Neither have my colleagues on this panel made such a showing or identified any source of such a showing. The Arrhenius equation of the relation between chemical reaction rate and temperature says nothing about generation or destruction of free radicals or cross-linking or abrasion resistance or any other characteristic of the process or the product. Heat-treatment of a polymeric product may indeed increase cross-linking, and it may also melt the product, which is inimical to cross-linking, and may also degrade and destroy the product. The premises by which the panel majority selects the patent’s temperature and time and reaction sequence are not shown or suggested in any reference.
The Lue reference shows heating the UHMWPE for 1 hour at 150 °C followed by either slow cooling or shock cooling. This heat treatment was performed to investigate its effects on both crystallinity and tensile properties of UHMWPE and allow for additional comparison between the irradiated UHMWPE and UHMWPE not subjected to irradiation. Lue performs this step above the melting point of the UHMWPE, which is inconsistent with the annealing process that strengthens the prosthetic product. The Howmedica patent illustrates annealing at 50 °C for 144 hours, well below he melting point of the UHMWPE. No application of the Arrhenius equation suggests that a prior art heating of a molten polymer at 150 °C for 1 hour renders obvious the annealing of a solid product for' 144 hours at 50 °C.
In this crowded field of scientific investigation, another scientist, Lawton, uses prolonged heating below the melting point of the UHMWPE to eliminate crystallinity and render the product amorphous. However, the Board correctly found no suggestion in the prior art to modify the Lue process by heating at the Lawton temperature range. Only perfect judicial hindsight renders it obvious to do so — although not even judicial hindsight can find a teaching or suggestion that these procedures should be combined to highly beneficial effect.
The Board correctly reasoned that a skilled artisan would not have expected or predicted to achieve “the particular recited properties without hindsight reliance on the annealing times and temperatures” taught by Howmedica. Id. The Board’s conclusion, reached on thorough analysis and sound scientific reasoning, was not contradicted by any evidence. Indeed, the panel majority’s holding that “[t]he *965Board’s finding that a skilled artisan would not have reasonably expected that modifying Lue according to Lawton would generate UHMWPE with the recited properties lacks substantial evidence support” is unjustified. Maj. Op. 962. To the contrary, the Board in this Reexamination appears to have been exceedingly through in its treatment of all factual issues raised before it. I wish every Board decision was as clean and well-reasoned.

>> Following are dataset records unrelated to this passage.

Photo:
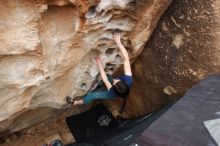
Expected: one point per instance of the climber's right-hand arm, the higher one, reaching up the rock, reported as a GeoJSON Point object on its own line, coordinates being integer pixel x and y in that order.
{"type": "Point", "coordinates": [127, 64]}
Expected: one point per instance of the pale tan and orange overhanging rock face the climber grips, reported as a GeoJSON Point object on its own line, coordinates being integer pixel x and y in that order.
{"type": "Point", "coordinates": [46, 49]}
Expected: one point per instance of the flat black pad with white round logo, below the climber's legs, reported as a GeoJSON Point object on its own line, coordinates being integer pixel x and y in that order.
{"type": "Point", "coordinates": [91, 123]}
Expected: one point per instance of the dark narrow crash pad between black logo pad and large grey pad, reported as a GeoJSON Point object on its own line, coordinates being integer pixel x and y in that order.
{"type": "Point", "coordinates": [125, 133]}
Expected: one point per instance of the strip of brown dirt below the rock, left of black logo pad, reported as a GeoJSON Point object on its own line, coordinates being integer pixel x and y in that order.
{"type": "Point", "coordinates": [36, 135]}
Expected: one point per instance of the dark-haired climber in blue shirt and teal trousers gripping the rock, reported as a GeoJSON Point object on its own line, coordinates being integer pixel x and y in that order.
{"type": "Point", "coordinates": [119, 87]}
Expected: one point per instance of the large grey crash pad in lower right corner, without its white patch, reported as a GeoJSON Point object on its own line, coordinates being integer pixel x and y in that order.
{"type": "Point", "coordinates": [182, 124]}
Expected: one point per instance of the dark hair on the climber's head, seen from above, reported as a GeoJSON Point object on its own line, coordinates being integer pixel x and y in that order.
{"type": "Point", "coordinates": [122, 89]}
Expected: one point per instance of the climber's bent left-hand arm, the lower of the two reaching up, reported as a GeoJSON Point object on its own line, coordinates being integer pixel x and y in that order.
{"type": "Point", "coordinates": [102, 73]}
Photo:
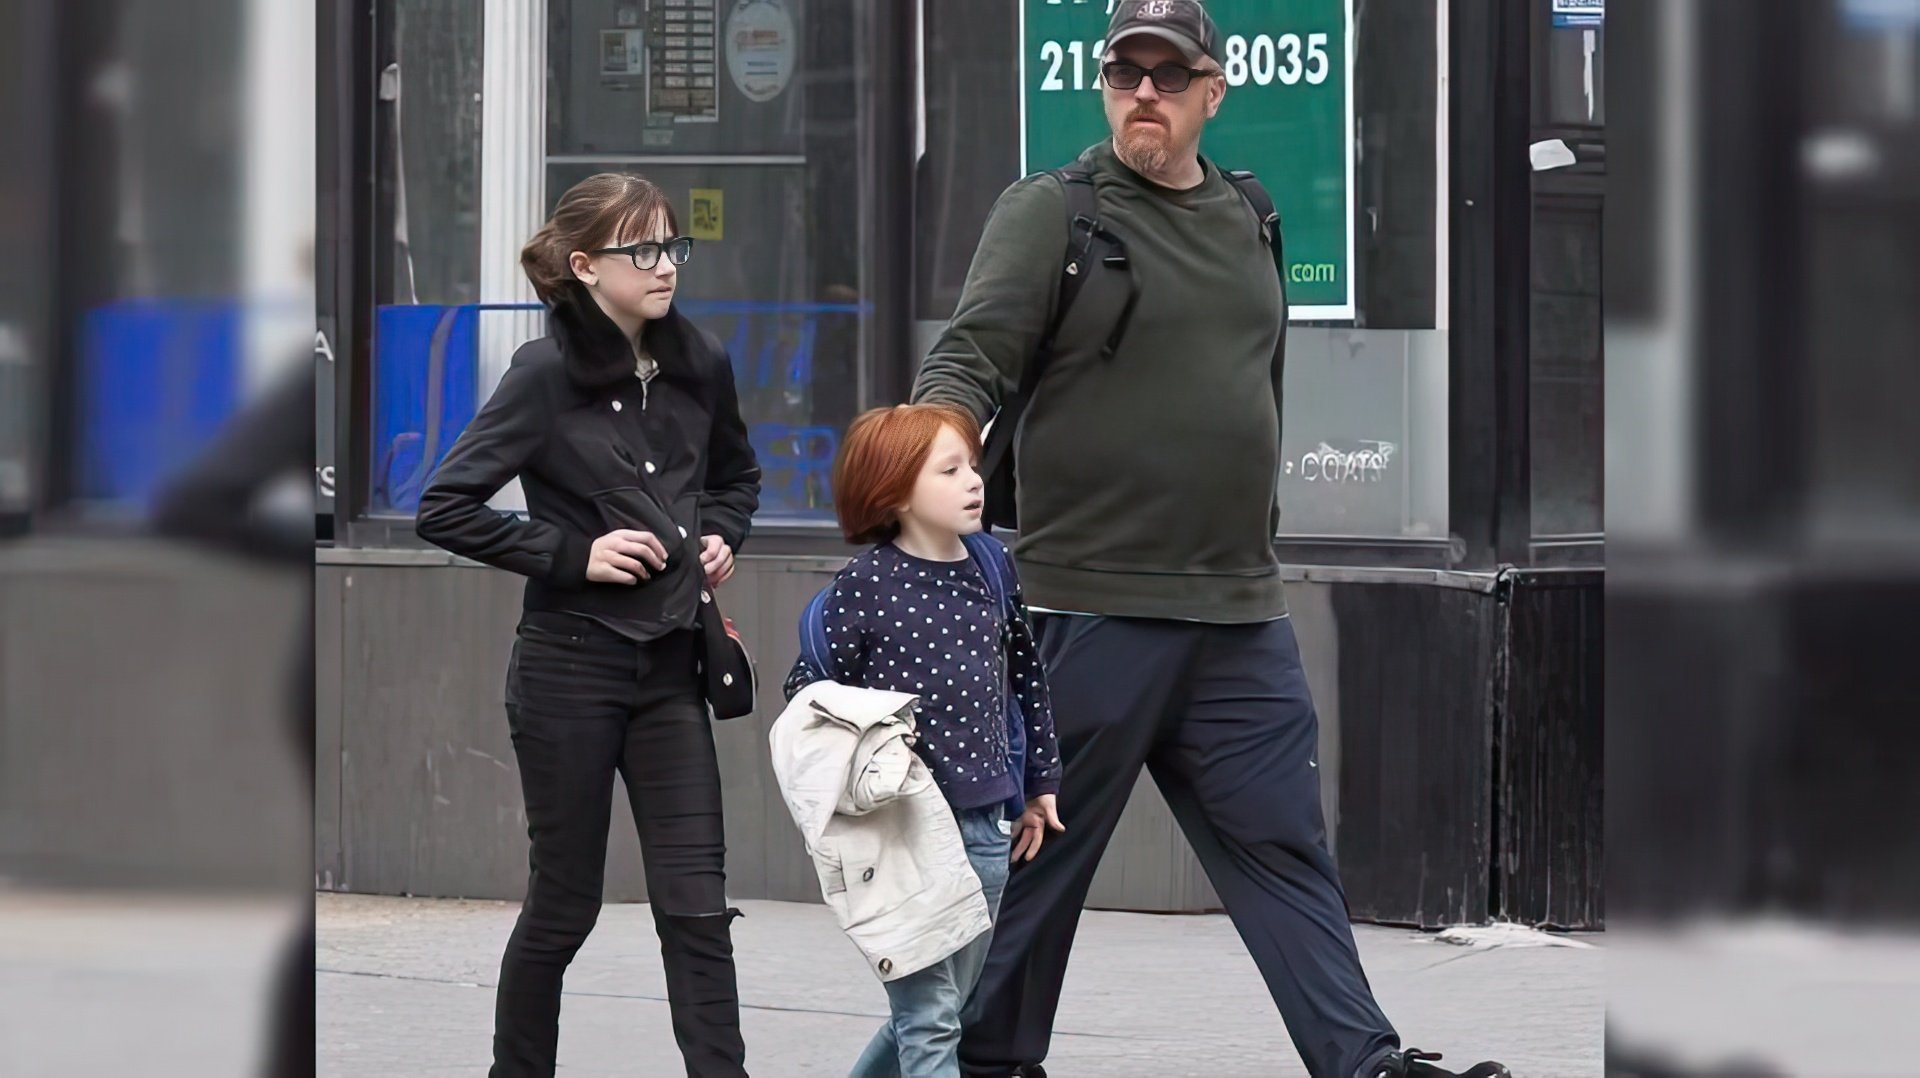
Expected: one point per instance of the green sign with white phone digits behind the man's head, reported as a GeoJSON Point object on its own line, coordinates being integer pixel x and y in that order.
{"type": "Point", "coordinates": [1289, 118]}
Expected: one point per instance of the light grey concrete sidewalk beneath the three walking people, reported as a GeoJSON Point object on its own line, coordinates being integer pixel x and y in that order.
{"type": "Point", "coordinates": [406, 989]}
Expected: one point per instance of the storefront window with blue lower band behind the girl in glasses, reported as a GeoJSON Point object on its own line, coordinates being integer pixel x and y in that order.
{"type": "Point", "coordinates": [744, 112]}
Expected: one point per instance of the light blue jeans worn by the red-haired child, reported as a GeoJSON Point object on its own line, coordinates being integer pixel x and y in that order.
{"type": "Point", "coordinates": [923, 1039]}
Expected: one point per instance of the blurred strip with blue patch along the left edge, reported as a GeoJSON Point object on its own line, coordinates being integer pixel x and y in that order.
{"type": "Point", "coordinates": [156, 212]}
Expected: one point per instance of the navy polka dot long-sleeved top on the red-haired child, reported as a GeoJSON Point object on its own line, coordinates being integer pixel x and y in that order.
{"type": "Point", "coordinates": [901, 624]}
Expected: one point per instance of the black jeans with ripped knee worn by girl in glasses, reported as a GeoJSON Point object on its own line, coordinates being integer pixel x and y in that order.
{"type": "Point", "coordinates": [585, 704]}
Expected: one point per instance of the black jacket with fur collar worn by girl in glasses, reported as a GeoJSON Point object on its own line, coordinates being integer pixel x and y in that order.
{"type": "Point", "coordinates": [600, 451]}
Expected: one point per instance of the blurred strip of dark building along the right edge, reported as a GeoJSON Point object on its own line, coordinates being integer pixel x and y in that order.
{"type": "Point", "coordinates": [1764, 497]}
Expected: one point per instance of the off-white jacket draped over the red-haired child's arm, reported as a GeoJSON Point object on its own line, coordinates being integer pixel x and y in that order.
{"type": "Point", "coordinates": [884, 841]}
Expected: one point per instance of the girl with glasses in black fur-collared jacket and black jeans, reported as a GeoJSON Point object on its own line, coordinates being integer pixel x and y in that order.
{"type": "Point", "coordinates": [623, 428]}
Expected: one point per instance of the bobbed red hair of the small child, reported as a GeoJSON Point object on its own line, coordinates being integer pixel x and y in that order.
{"type": "Point", "coordinates": [880, 462]}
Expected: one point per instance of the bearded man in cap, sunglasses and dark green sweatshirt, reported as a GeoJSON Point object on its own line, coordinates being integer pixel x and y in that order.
{"type": "Point", "coordinates": [1147, 510]}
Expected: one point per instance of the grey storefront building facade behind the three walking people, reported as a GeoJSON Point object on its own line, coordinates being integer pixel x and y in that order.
{"type": "Point", "coordinates": [1441, 180]}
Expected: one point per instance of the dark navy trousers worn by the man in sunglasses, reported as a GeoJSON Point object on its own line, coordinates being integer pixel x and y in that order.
{"type": "Point", "coordinates": [1222, 718]}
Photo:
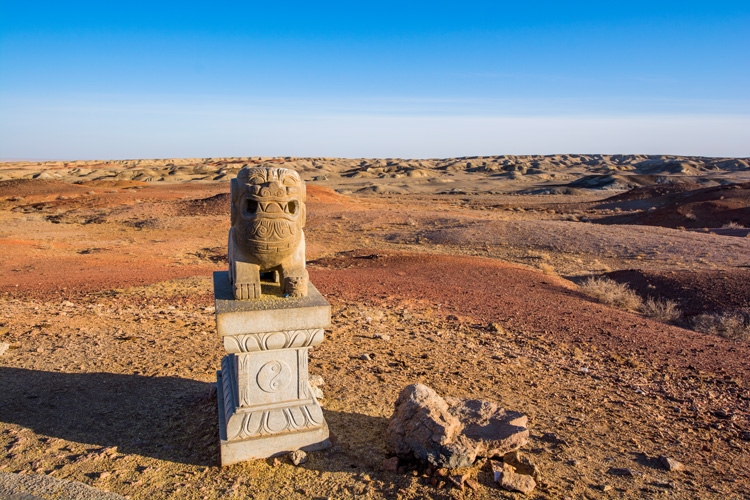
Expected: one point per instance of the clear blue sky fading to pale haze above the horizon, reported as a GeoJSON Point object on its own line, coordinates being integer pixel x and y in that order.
{"type": "Point", "coordinates": [411, 79]}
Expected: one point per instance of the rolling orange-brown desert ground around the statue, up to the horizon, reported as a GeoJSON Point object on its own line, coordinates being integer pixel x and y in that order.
{"type": "Point", "coordinates": [466, 274]}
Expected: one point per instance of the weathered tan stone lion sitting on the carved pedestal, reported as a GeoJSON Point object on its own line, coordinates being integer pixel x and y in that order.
{"type": "Point", "coordinates": [268, 214]}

Substantial evidence “means such relevant evidence as a reasonable mind might accept as adequate to support a conclusion.” Consol. Edison Co. v. NLRB, 305 U.S. 197, 229, 59 S.Ct. 206, 83 L.Ed. 126 (1938); see In re Morsa, 713 F.3d 104, 109 (Fed.Cir.2013). Such evidence surely exists in the Board’s thoughtful and considered findings.
I would affirm the Board’s ruling sustaining the validity of claims 7-12. I respectfully dissent from my colleagues’ reversal of the Board’s decision as to these claims.